Intervention de Pascal Canfin

Commission des affaires étrangères, de la défense et des forces armées — Réunion du 3 octobre 2012 : 1ère réunion
Avenir de la politique de coopération française au développement — Table ronde

Pascal Canfin, ministre délégué auprès du ministre des Affaires étrangères, chargé du développement :

Votre rapport, celui de la Cour des Comptes, ou celui à venir de l'OCDE, interviennent en début de législature, tirent un bilan du passé et je ne me sens donc pas visé par les critiques. Mais il appartient désormais de se tourner vers l'avenir.

Je commencerai par la question du 0,7 % de RNB consacré au développement. On peut douter de la pertinence de cet indicateur dit structurant. Je suis surpris que les ONG réclament son respect tout en étant les premières à le critiquer comme une pure convention comptable. Il n'a pas grand sens. A titre d'anecdote, la facture de chauffage des centres de rétention a longtemps été comptabilisée - et peut-être l'est-elle encore ! - dans l'aide au développement. Qu'on pousse la température de quelques degrés et l'on se rapproche de l'objectif...

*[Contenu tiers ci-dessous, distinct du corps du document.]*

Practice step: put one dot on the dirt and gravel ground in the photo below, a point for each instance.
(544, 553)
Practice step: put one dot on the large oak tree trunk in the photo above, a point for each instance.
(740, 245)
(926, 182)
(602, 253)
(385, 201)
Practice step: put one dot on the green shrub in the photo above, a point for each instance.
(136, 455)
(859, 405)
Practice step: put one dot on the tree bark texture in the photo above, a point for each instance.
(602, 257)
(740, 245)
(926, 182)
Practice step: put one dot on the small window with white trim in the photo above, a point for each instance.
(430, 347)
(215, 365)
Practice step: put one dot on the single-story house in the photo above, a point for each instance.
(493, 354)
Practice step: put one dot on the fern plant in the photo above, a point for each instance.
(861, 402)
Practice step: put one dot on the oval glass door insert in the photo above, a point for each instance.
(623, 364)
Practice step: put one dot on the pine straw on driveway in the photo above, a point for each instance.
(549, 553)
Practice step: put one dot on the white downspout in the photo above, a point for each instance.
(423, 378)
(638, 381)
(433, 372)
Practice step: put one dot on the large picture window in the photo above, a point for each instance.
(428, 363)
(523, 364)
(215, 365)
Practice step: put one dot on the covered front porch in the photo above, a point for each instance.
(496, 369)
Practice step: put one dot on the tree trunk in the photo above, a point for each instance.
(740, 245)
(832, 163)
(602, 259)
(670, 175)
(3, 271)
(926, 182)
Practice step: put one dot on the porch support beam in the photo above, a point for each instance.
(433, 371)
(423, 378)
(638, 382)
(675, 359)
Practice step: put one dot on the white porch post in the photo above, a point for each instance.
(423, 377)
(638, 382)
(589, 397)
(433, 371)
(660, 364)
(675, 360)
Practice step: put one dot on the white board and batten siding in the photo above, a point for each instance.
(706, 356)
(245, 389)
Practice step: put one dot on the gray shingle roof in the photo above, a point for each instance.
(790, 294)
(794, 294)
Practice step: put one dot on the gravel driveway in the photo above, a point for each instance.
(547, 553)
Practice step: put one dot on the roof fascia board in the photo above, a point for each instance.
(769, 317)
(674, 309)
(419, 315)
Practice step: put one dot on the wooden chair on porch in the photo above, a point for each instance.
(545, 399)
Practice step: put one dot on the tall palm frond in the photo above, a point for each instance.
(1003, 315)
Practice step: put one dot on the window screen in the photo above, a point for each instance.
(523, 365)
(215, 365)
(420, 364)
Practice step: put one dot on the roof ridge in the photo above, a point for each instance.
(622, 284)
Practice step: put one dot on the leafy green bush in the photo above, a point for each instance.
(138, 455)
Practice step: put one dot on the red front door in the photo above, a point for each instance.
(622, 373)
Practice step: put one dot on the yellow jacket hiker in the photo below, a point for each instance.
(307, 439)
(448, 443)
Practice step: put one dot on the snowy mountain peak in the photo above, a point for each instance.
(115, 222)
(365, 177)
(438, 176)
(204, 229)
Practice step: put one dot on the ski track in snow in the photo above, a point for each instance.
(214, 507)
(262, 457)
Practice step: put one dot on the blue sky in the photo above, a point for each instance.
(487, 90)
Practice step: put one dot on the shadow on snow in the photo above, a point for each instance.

Avec Pierre Moscovici, je combats en faveur de la transparence des investissements. Si les grandes entreprises réalisent un reporting pays par pays, on saura ce qu'elles gagnent et ce qu'elles paient en impôts dans chaque pays. On luttera contre la corruption plus efficacement.

La directive sur la transparence a été votée au Parlement européen récemment, et revient désormais devant les États. Si la France s'empare politiquement de cette question, cela aura un impact financier important, alors même qu'il s'agit d'une action à coût nul pour la France, et utile.

Deuxième point : la politique de développement est une tuyauterie complexe. Or quels en sont les résultats concrets ? Certaines politiques d'aide publique au développement peuvent s'avérer contre-productives. Nous avons déjà amélioré le pilotage et depuis l'enquête menée par la Cour des comptes, il y a dix-huit mois, les choses ont bien changé.

Nous voulons changer cet état de fait. Les résultats ne dépendent pas des canaux de l'aide, mais des objectifs concrets retenus. Quoi choisir : ouvrir une centrale solaire, développer des infrastructures, soutenir l'agriculture exportatrice, ou l'agriculture paysanne ?

Le gouvernement actuel fait des choix, auxquels il associe l'AFD. Lors du prochain conseil d'administration de l'agence, il présentera un nouveau cadre sectoriel d'intervention en matière énergétique, d'un montant de 5 à 6 milliards d'euros pour les trois prochaines années. Il portera en priorité, s'il est adopté, sur les énergies renouvelables et l'efficacité énergétique.

Dès lors que le choix politique est clair, quelles sont les modalités de pilotage ? Nous avons fait en sorte d'unifier la parole de l'État, entre le Quai d'Orsay et Bercy notamment, par l'instauration de discussions informelles entre les administrateurs des différents ministères à l'AFD. Dans la période récente, l'Etat ne parlait pas d'une seule voix. Le gouvernement veut désormais affirmer une politique claire, tandis que l'agence est chargée du management.

Les Assises du développement et de la solidarité internationale, engagement du Président de la République, se tiendront d'octobre à mars et constitueront un moment important d'échanges avec la société civile et avec tous les partenaires : ONG, élus locaux, entreprises, partenaires du Sud, etc.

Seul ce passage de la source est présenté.